Satiricus was perturbed. Even though so many Christian Ministers had warned against it, the gays had gone ahead with their parade. He conceded to himself that nothing outlandish had taken place…but yet, how could he ignore the warnings of these “men of God”? He was caught in a dilemma, because he knew the subject would come up at the Back Street Bar, where he was headed, and his leaders Nagga Man and Rum Jhaat weren’t taking a firm position.
“Hey fellas,” began Satiricus, deciding to seize the bull by its horns. “What you all think about the Gay Pride Parade?”
“Budday, me na know wha’ mek dem Minista a mek suh much trouble fuh dem people,” said Cappo. “Wha’ dem problem?”
“Well, the Bible says being gay is wrong,” explained Satiricus. “Why should people march in pride for something that’s wrong?”
“Me glad yuh seh dem gay a people,” said Bungi. “De way dem Minista a carry aan, yuh can t’ink dem a animal!”

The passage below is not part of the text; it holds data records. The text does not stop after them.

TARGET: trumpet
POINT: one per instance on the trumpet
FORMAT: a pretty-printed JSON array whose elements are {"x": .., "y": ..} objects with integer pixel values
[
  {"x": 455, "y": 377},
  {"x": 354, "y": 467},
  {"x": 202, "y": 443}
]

“But these gay people are doing things that are illegal in Guyana,” pointed out Satiricus. “Like buggery. We can’t allow that!”
“Don’t be alarmist, Sato,” said Hari in his quiet way. “Was there any buggery in the Parade?”
“Well…no,” admitted Satiricus. “But there was a lot of hugging going on.”
“Suh abee guh stap people fram huggin’ now?” asked Bungi.
“Listen Sato, even doh you book seh dem a do wrang t’ing,” said Cappo. “Adda book na seh suh!”
“That’s right,” said Hari. “Over in Pakistan, India and Bangladesh, they have even made it the law that there’s a third sex.”
“An’ if all abee a people, wha’ mek dem gay cyaan do wha’ dem want?” asked Bungi. “If yuh finger get sore, nah tek am and throw way.”
“So people must be allowed to break the law and do whatever they want?” asked Satiricus.
“Check pan dem who a mek de law,” advised Cappo. “Nah all who guh a church house ah guh fuh pray.”